These dramatic photographs put a vivid human face on the perennial fight for freedom. Their clarity emphasizes the importance of recognizing a basic truth: the price of freedom is eternal vigilance.

The price is also courage and persistence. The burning fire of Prague Spring was never extinguished despite the heavy hand of Soviet repression. Persistence and courage remained and the embers once again burn brightly.

Lessons from the past are too easily forgotten. Our memories need refreshments so that we may keep moving forward with freedom as our guide.

– George P. Shultz, Secretery of State
Prague Marchers

In 1969, Alexander Dubček’s reforms ushered in a period of liberalization that loosened restriction on free speech, media and economic activity. Unable to halt the march of these universal democratic values, the Soviet military turned to more aggressive means, deploying its forces into the streets of the nation’s capital to crack down on citizens exercising their fundamental rights to speak freely and assemble peacefully.

It would be another twenty years before the Velvet Revolution would allow the Czech people to shed the shackles of Soviet oppression. But the courage displayed by ordinary Czech citizens in August 1968 laid the groundwork for the Communist Party’s eventual collapse by exposing cracks in the Soviet system that could no longer go unnoticed.

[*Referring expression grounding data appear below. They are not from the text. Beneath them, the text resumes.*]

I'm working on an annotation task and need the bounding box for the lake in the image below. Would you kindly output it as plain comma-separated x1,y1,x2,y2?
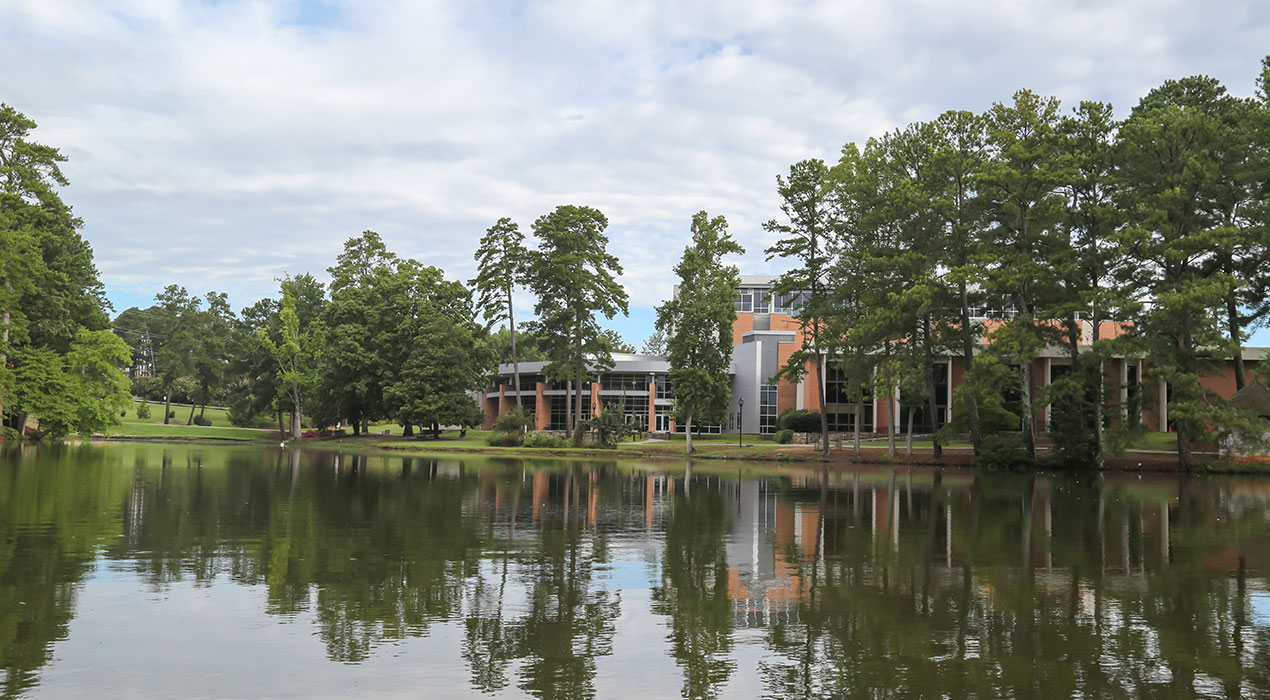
1,443,1268,699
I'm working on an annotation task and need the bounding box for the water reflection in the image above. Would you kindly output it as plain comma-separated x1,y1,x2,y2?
1,444,1268,699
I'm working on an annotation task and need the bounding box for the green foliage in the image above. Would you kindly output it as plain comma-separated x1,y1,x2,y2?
135,402,151,420
656,211,743,453
973,434,1030,469
492,407,532,434
776,409,822,434
9,329,132,438
527,205,629,429
522,433,570,449
130,375,163,400
773,428,794,444
486,431,523,447
192,415,212,426
587,407,634,449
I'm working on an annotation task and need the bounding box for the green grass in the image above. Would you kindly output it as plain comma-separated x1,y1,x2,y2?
124,399,235,427
1122,432,1178,451
107,421,271,440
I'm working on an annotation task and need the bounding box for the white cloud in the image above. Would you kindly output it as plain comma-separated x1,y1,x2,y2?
3,0,1269,343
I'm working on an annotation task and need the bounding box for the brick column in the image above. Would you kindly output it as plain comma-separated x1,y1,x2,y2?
590,382,601,417
535,383,550,431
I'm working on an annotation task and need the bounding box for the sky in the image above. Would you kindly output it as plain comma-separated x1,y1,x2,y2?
4,0,1270,347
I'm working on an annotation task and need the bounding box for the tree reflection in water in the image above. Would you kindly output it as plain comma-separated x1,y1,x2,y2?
1,443,1269,699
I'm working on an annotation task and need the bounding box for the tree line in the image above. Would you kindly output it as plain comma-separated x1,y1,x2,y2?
763,59,1270,469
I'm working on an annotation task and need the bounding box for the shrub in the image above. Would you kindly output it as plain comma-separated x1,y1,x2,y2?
588,408,634,449
135,402,152,420
973,434,1029,469
493,407,532,434
168,410,177,419
777,409,822,434
192,415,212,426
523,433,570,449
774,429,794,444
486,431,524,447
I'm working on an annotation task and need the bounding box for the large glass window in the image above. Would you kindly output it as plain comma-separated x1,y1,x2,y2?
827,411,874,433
759,385,778,434
600,373,649,392
603,395,649,428
654,374,673,399
735,289,753,313
548,394,592,431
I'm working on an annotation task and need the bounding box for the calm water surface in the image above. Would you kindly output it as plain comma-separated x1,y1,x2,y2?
1,443,1269,699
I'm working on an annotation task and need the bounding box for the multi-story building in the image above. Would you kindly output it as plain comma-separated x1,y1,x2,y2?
482,274,1267,437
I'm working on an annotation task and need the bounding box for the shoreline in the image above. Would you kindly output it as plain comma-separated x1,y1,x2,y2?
78,433,1270,475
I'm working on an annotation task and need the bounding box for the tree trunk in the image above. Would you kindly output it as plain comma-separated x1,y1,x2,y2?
403,423,414,437
186,402,196,425
199,404,207,419
575,369,585,436
815,344,829,458
164,388,173,425
432,421,440,439
906,405,916,456
684,409,694,455
957,281,982,454
1021,361,1036,463
361,415,369,435
566,379,573,433
1091,317,1103,464
290,407,302,441
1228,295,1246,391
277,408,285,438
509,287,522,408
922,313,942,459
351,418,360,436
885,343,896,457
1,279,8,425
853,402,862,456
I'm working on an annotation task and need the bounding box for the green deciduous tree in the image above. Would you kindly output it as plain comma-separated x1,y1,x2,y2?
385,312,488,438
656,211,743,454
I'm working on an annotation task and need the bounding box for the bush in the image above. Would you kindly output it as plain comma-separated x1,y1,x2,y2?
523,433,570,449
486,431,524,447
774,428,794,444
777,409,822,434
192,415,212,426
168,410,177,419
135,402,152,420
973,434,1029,469
493,408,533,434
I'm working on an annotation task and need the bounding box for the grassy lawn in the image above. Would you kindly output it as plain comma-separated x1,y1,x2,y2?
1122,432,1178,451
108,421,272,440
125,399,235,426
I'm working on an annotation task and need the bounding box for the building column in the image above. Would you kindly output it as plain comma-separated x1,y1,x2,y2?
590,382,600,417
647,381,656,433
535,383,550,431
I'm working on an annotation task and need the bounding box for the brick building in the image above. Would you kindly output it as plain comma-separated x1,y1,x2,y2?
482,274,1268,437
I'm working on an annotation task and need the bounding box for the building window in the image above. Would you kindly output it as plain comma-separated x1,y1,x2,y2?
603,395,649,428
759,385,778,434
674,420,722,434
549,394,592,431
827,411,874,433
735,289,753,313
655,374,674,399
600,373,649,392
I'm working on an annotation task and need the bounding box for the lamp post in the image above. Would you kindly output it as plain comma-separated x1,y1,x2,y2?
738,397,744,448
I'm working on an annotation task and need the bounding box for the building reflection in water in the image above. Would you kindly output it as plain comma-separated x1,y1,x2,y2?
1,444,1269,699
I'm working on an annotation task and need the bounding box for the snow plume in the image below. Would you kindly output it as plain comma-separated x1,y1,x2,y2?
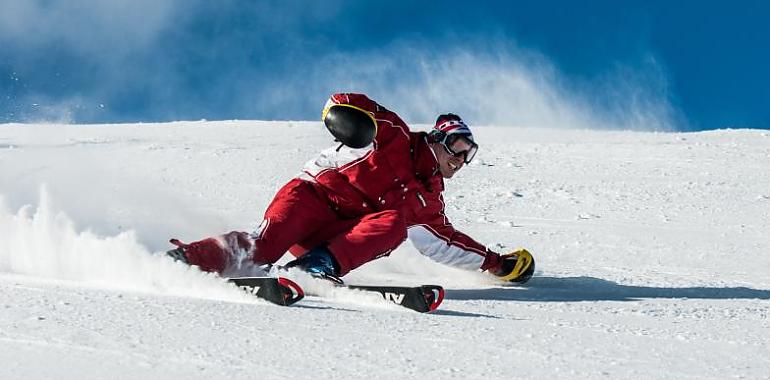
1,0,685,131
286,39,685,131
0,188,244,301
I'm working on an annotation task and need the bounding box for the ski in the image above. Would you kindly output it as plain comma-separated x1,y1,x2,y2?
346,284,445,313
228,275,444,312
255,265,445,312
228,276,304,306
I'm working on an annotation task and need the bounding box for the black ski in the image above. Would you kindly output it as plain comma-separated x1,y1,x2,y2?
284,271,445,312
227,275,444,312
228,276,304,306
346,284,445,313
274,269,445,312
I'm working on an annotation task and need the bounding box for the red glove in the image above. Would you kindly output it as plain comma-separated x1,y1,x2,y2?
480,250,504,274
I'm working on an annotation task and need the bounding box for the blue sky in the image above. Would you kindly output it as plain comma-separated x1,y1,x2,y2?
1,0,768,130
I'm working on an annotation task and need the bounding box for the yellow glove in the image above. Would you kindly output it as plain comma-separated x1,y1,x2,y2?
486,248,535,284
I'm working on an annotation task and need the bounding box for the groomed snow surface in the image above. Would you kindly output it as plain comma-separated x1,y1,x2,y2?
1,121,768,379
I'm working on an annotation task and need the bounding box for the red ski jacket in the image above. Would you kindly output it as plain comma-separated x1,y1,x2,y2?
299,93,494,270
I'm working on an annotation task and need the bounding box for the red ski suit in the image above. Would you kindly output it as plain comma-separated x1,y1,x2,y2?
185,93,496,276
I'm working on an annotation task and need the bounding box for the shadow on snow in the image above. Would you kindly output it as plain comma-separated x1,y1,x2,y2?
447,276,770,302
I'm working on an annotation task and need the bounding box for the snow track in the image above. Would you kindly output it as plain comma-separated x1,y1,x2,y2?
1,122,768,379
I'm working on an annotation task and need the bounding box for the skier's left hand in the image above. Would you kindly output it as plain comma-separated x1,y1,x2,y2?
481,248,535,284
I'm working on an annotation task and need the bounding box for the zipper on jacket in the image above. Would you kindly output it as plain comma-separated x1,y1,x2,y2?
416,191,427,208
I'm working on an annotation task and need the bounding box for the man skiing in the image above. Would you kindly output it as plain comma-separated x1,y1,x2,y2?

Through his arresting images from the street of Prague during that fateful August, Paul Goldsmith evokes this spirit of resilience that drove throngs of Czech citizens to stare down Soviet tanks in the name of liberty. His timeless photographs capture the hundreds of anonymous faces—some battered and blood-soaked, others youthful and resolute—united in their fierce determination to see freedom triumph over tyranny. The citizens captured in this volume were not mere witnesses to history—they helped make it.